Now, it doesn’t mean that invasions never happen, but when it does happen, almost everyone in the world says, we have a serious problem with that. Now, if it’s the United States, what does it… Like in the second Iraq war and the US is the most powerful country in the world, they can get away with it. But countries will have long memories. They will be angry as a consequence, and they will bring it up for decades and use it to justify some of their own behaviors or some of their unwillingness to listen to the Americans. So I mean, the very fact that when you break the rules, it has consequences and lasting consequences also mean that those rules matter.

Preet Bharara:

So India got to host the G20 Summit, as we mentioned, and it has been reported and has been treated as a huge coup for Prime Minister Modi. Even though it was just their turn, they sort of acted like they were anointed by their peers according to one New York Times article in a show of respect and elevation. But that’s not quite true, but they made the most of it. Could you describe how big a deal the hosting of the G20 summit was for India, both domestically there and with respect to their image in the global community?

Ian Bremmer:

It’s a big deal because the timing was awesome. Hosting the G20 in and of itself is not necessarily a huge deal for a country, but Indonesia hosted the year before. It wasn’t nearly as important for the Indonesians as it was this year for the Indians, and it won’t be as much of a big deal for Brazil, though it’ll be a fairly significant deal because you’ve got a president of Brazil that’s really leaning into climate, reducing deforestation, having a carbon trading and emission scheme working with the rest of the world there. I mean, they will probably hit above their weight in ways that Brazil usually does not. But in the case of India, the timing was incredible. Why number one fastest growing major economy in the world at a time where global economic concerns are significant.

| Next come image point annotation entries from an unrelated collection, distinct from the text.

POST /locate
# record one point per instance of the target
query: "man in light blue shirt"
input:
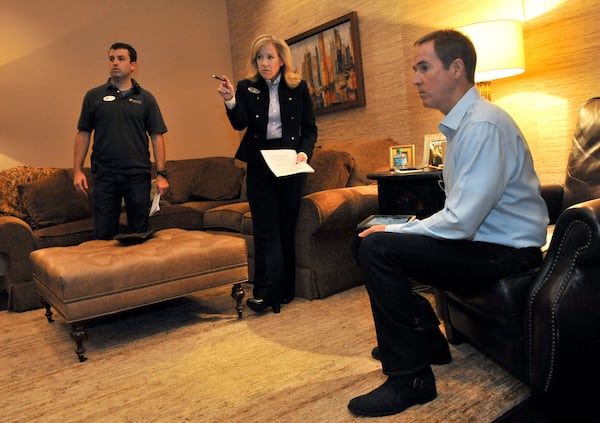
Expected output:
(492, 225)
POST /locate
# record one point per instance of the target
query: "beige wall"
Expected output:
(562, 43)
(54, 51)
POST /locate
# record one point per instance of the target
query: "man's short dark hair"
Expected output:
(449, 45)
(132, 52)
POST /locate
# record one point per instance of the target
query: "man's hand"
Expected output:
(80, 181)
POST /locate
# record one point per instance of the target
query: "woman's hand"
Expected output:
(226, 89)
(372, 229)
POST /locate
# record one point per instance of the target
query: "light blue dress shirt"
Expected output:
(274, 126)
(492, 190)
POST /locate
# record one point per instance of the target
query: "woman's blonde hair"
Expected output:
(291, 76)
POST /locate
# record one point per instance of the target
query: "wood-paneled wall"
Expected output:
(562, 47)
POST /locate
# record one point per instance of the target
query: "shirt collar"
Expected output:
(275, 82)
(135, 87)
(457, 113)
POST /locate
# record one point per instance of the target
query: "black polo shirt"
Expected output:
(121, 123)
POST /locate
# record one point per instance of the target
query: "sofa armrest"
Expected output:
(336, 208)
(553, 196)
(563, 317)
(326, 224)
(16, 241)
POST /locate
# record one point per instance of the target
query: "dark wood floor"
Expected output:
(526, 412)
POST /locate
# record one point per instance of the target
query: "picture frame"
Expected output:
(410, 153)
(437, 143)
(329, 58)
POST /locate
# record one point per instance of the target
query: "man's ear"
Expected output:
(458, 67)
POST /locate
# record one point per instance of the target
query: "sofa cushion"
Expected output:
(53, 200)
(218, 179)
(371, 155)
(10, 179)
(207, 178)
(228, 217)
(332, 170)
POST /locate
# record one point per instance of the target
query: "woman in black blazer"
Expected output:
(274, 106)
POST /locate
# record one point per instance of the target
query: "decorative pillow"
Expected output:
(10, 179)
(332, 170)
(53, 200)
(218, 178)
(182, 174)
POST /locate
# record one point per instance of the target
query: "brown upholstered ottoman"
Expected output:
(98, 278)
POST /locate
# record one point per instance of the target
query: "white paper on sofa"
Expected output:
(282, 162)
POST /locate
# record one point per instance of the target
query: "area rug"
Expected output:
(192, 360)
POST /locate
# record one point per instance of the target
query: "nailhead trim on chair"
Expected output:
(555, 302)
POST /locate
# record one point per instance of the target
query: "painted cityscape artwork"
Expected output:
(330, 61)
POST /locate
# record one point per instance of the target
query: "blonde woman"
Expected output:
(274, 107)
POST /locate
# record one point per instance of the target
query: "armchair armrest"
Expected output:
(336, 208)
(553, 196)
(563, 317)
(16, 241)
(326, 223)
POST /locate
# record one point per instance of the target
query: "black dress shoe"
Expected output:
(259, 305)
(396, 395)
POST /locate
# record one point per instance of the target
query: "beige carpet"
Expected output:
(192, 360)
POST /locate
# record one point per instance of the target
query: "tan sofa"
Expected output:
(39, 208)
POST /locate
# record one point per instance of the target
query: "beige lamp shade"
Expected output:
(499, 47)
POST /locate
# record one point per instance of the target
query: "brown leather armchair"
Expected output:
(544, 326)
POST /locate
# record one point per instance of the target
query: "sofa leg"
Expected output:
(453, 336)
(48, 313)
(237, 293)
(79, 335)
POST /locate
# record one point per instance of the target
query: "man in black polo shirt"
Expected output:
(123, 117)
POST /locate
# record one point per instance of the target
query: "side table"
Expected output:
(417, 193)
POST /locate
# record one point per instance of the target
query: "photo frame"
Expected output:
(409, 149)
(330, 61)
(434, 143)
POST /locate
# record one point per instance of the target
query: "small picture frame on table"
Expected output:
(409, 150)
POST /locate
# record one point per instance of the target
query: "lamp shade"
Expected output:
(499, 47)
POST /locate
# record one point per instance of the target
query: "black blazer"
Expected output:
(299, 130)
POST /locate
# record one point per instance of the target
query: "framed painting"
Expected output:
(408, 152)
(330, 61)
(434, 150)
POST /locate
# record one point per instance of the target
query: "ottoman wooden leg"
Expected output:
(237, 292)
(48, 313)
(79, 335)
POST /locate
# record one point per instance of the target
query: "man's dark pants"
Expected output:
(109, 190)
(407, 328)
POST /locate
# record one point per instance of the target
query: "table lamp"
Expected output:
(500, 51)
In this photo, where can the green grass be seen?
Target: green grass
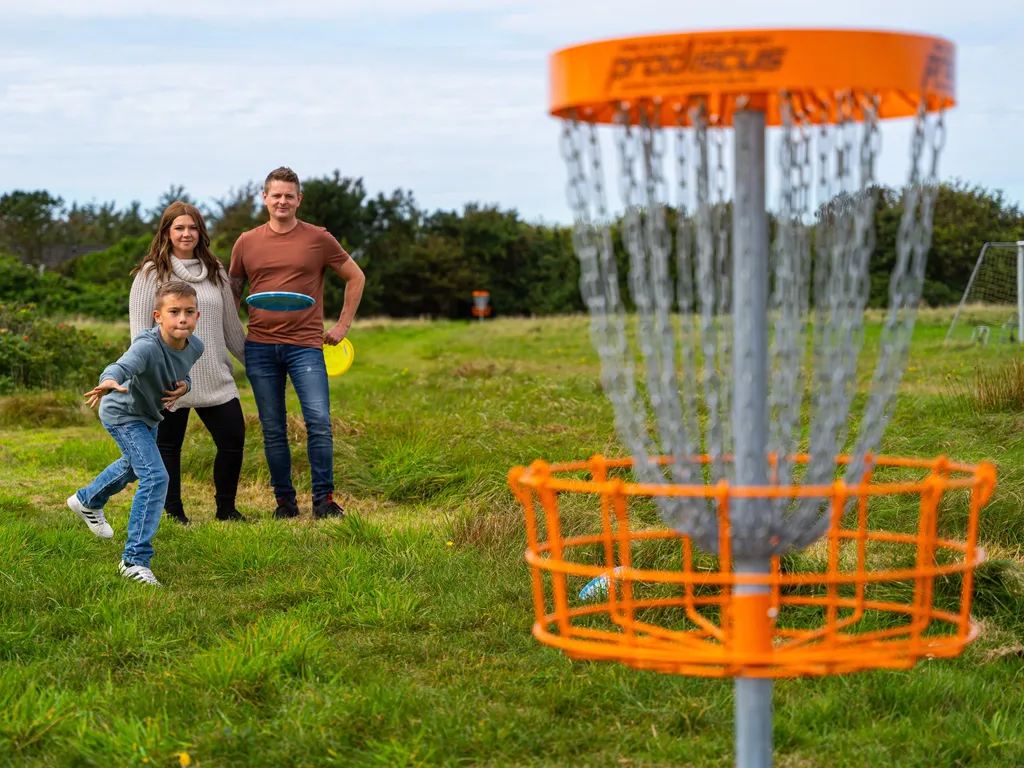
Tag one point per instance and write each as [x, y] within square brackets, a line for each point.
[400, 636]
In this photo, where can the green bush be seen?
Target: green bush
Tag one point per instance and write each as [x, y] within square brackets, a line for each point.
[37, 353]
[51, 293]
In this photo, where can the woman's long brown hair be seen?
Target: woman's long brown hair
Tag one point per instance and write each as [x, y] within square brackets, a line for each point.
[161, 252]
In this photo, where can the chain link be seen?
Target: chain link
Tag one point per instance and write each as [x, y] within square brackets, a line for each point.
[818, 291]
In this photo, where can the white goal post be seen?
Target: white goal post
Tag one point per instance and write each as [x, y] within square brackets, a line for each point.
[996, 284]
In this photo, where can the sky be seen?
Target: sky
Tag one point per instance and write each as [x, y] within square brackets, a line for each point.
[120, 99]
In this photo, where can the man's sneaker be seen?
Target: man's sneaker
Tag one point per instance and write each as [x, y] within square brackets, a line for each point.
[92, 517]
[138, 573]
[287, 508]
[327, 507]
[231, 515]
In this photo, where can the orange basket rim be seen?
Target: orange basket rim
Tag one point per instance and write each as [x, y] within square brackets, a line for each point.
[542, 474]
[727, 70]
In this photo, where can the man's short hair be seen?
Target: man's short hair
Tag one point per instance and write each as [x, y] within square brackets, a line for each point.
[173, 288]
[282, 174]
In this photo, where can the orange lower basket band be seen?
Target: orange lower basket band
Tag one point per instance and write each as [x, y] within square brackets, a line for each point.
[861, 597]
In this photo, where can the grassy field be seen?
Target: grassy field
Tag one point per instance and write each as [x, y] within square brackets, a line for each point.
[400, 635]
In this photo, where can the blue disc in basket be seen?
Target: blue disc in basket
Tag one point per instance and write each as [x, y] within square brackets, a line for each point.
[280, 301]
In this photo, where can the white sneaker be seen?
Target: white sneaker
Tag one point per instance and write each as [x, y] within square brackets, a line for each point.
[138, 573]
[93, 517]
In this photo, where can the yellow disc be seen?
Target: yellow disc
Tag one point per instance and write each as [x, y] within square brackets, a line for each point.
[338, 357]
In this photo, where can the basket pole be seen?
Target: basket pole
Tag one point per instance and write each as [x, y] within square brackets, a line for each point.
[753, 696]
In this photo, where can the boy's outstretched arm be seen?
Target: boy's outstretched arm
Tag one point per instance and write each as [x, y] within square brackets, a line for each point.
[114, 376]
[95, 394]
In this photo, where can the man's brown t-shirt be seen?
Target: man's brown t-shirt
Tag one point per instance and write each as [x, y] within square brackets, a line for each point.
[293, 261]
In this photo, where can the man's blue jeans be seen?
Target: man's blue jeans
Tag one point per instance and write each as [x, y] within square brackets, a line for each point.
[268, 366]
[139, 461]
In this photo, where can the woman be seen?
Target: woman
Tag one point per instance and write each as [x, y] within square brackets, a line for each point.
[180, 250]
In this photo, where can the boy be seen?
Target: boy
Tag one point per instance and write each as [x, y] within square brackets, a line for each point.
[157, 363]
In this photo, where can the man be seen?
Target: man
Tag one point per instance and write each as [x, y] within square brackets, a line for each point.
[287, 254]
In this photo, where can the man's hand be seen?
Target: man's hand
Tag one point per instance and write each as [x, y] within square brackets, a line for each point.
[336, 334]
[173, 394]
[238, 288]
[93, 395]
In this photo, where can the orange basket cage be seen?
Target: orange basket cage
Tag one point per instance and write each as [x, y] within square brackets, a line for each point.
[859, 598]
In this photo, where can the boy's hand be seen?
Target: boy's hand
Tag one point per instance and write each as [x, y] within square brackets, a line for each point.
[93, 395]
[173, 394]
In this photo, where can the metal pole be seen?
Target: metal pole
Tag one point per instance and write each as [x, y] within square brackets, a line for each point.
[750, 242]
[1020, 292]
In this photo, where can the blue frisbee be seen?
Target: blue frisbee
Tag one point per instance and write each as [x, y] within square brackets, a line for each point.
[280, 301]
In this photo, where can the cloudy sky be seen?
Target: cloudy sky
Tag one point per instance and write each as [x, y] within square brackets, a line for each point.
[118, 99]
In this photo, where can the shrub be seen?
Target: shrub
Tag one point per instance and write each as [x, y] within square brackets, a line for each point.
[993, 388]
[37, 353]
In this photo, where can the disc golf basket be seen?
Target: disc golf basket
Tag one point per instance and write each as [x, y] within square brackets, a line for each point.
[751, 532]
[481, 304]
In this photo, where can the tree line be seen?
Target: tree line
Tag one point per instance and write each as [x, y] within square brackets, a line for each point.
[417, 262]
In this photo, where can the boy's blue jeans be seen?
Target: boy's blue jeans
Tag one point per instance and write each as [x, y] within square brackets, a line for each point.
[139, 461]
[268, 366]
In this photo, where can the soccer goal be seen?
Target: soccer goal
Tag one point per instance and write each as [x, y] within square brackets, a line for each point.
[992, 307]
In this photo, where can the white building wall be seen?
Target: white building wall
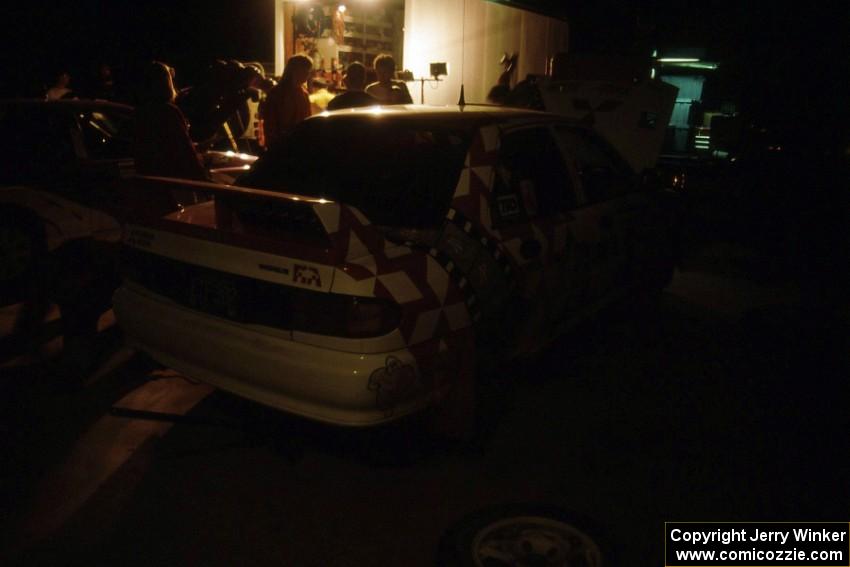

Number two, Modi is by far the most popular leader of any major democracy in the world. So he has the ability to get things done domestically and internationally because the opposition is weak and in disarray. Number three, the United States really is trying to build the relationship with Modi, and they’re the only major country out there where it doesn’t really matter if Trump or Biden wins in 2024. They’ll have a really good relationship either way, and not just in terms of this G20 summit, but the quad, which they are now a big piece of with three advanced industrial economies. So they’re the one piece that you’d say normally, well, they don’t really fit well, actually, they’re playing a significant role and it’s security oriented.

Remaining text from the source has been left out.